Matt listed several challenges in achieving best practices. He cautioned that this is an emotional issue, and urged that the public take into account these reasons for which public officials may feel jaded about public engagement. Public participation laws do not adequately acknowledge the increasing use of online resources used by governments to promote public participation and by the public to civically engage. It is unclear how to apply laws to the many models of online participation. Given that online discussions have been shown to generate more acerbic comments than participants would say in face-to-face interactions, challenges in promoting civil discourse are paramount yet not regulable under the First Amendment. Matt pointed to the American Bar Association resolution to promote civil discourse, which encourages the legal community to promote civil discourse, as an example for a potential pathway to ameliorate the problem.
Towards promoting stronger and more relevant public participation laws, the Deliberative Democracy Consortium convened a working group on legal frameworks for public participation. The working group started with a preliminary question not asking what our laws should look like but rather what our public participation should look like. It drafted two documents: a model State Public Participation Act and a model Municipal Public Participation Ordinance. These were inspired by Alternative Dispute Resolution that puts forth principles to resolve legal disputes. By following this model, the working group was able to create a more permissive model of public participation. Finally, Matt urged that professionals in the field should concentrate on creating more engagement more broadly within our communities rather than more government structured and initiated engagement.

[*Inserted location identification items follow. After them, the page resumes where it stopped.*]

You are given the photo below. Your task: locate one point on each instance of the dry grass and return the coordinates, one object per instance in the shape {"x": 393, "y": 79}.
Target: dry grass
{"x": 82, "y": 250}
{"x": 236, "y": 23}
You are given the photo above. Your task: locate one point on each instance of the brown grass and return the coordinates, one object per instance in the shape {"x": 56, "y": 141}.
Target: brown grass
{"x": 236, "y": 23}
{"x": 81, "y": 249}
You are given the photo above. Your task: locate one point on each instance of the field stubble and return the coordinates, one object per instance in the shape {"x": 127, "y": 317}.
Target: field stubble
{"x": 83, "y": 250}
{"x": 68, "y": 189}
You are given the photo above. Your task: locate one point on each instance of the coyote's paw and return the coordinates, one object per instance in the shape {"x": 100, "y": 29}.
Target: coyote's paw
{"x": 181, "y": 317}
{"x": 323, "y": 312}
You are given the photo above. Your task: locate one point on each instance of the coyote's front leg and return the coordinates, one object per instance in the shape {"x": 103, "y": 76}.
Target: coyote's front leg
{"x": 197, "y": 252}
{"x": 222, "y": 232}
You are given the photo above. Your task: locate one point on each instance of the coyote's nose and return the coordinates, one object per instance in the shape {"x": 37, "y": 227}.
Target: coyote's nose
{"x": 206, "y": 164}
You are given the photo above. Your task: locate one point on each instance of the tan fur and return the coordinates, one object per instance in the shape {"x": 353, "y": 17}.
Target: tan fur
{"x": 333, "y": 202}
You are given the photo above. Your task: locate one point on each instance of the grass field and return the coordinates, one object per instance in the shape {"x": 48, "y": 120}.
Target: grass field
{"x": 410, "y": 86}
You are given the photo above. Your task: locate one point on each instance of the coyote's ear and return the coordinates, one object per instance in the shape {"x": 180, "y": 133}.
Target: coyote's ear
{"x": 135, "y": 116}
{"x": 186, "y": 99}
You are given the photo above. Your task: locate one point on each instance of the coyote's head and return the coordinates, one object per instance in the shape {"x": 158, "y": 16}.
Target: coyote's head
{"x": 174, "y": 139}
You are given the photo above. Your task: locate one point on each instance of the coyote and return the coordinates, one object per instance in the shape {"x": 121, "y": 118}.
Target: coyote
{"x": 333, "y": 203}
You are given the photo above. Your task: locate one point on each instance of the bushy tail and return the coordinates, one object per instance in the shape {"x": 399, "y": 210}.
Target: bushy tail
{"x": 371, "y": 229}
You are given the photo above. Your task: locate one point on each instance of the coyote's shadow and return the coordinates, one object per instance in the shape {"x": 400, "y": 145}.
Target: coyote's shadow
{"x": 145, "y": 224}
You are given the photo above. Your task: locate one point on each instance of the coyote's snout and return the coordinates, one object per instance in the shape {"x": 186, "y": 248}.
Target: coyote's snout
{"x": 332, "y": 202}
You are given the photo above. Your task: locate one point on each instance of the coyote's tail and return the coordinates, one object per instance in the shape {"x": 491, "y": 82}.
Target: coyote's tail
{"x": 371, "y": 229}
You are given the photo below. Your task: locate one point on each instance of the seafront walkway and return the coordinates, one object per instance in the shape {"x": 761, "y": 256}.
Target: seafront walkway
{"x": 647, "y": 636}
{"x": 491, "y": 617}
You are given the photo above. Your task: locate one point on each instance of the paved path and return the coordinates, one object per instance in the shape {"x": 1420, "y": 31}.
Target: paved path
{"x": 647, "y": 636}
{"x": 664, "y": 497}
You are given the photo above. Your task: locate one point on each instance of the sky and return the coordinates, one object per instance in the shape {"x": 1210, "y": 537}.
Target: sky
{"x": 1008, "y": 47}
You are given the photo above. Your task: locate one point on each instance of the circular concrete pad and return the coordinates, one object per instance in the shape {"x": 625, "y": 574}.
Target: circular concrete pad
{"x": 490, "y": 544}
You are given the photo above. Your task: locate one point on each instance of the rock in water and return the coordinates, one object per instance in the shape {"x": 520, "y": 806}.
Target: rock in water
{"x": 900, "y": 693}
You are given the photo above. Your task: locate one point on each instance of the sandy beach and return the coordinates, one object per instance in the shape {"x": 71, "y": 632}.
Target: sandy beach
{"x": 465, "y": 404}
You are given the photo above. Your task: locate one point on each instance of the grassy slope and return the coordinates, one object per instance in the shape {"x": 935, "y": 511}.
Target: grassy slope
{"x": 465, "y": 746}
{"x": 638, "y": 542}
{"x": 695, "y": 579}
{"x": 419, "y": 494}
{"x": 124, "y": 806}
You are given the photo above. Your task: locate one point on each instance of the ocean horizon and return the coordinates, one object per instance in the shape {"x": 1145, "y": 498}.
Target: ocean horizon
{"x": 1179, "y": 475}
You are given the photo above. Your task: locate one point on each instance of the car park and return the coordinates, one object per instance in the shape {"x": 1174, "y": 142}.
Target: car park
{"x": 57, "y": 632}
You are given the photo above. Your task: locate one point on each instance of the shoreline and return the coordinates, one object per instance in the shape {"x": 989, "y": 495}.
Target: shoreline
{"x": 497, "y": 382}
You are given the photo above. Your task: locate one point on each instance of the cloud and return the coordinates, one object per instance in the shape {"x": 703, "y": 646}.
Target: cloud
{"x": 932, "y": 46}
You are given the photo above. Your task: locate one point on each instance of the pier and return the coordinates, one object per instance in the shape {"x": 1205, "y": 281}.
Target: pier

Before closing, the audience divided in groups to discuss how they might begin to craft meaningful public participation opportunities. The ideas included reducing the number of units of government to make monitoring of government bodies in the state more manageable, and building a stronger culture of engagement through targeted outreach and information dissemination about the processes for public participation and the areas of need for it, as well as partnering with organizations comprised of public officials to create workshops in which public officials may learn to value public engagement with an eye on the issues and not on personalities.
Note: Making Public Participation Legal is a helpful report that was produced following the event described above.